Yesterday, our newest intern, Michael, took the reigns and planned a typography lesson for our class at the detention center. Every week it seems like we have more and more students.
Last week’s journal assignment had to do with the ways art can transform spaces and the people in them. We had one new member on our tier; he had just been transferred from general population. He told us about how reserved he felt arriving in the psych. ward, but when he saw the art on the common room walls and read the “Something You Don’t Know About Me” posters he began to feel like this was a much healthier community than the one he had just come from.
I know Dr. Mac has been facilitating group workshops a few times a week and really stressing how important it is that the guys be supportive of one another. This would be a tall order in any other part of the prison. We are very lucky to be in a small corner of the facility. In the rest of the jail, E Section is famous for being ‘luxurious’ in comparison. Our students have more time outside their cells, board games in the common room, art and yoga classes… but along with those privileges comes the expectation that they will be a part of a more intentional community. They need to be for each other and for healthy rehabilitation.

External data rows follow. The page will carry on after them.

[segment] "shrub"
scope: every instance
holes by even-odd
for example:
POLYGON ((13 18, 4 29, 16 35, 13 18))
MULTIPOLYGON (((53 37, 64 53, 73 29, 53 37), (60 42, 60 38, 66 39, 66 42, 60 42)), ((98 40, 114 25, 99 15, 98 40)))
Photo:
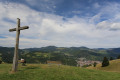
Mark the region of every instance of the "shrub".
POLYGON ((117 59, 120 59, 120 55, 117 57, 117 59))
POLYGON ((103 62, 102 62, 102 67, 106 67, 109 65, 109 60, 107 57, 104 57, 103 62))
POLYGON ((2 63, 2 60, 0 60, 0 64, 2 63))
POLYGON ((93 66, 94 66, 94 67, 96 67, 96 65, 97 65, 97 63, 96 63, 96 62, 94 62, 94 63, 93 63, 93 66))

Since the beginning of the year I have noticed an increasing willingness to interact with one another. One student even suggested we play “Secret Santa” before the holidays. He was excited about the idea of exchanging cards and positive messages with the other guys on the tier.
For Michael’s lesson we passed out very plain printouts of words like “community” and “creativity.” The assignment was to transform the words so that it visually responded to its meaning. There was talk of typography and the symbolism of color and imagery. We opened a brand new pack of crayons (thanks to the grant we just won!) and got down to work. The results were bright and exciting interpretations of all the words.
Like always, we ended class in a circle and talked about the activity. The energy in the room after we make art is the reason I keep coming back. Every so often I will stand back and realize how surreal this place is. I think that real magic happens when art is made is unlikely places, but more importantly I think everyone involved is confronted with their common humanness. I am so grateful to these men for letting us in to their lives and for being so willing to make art with us.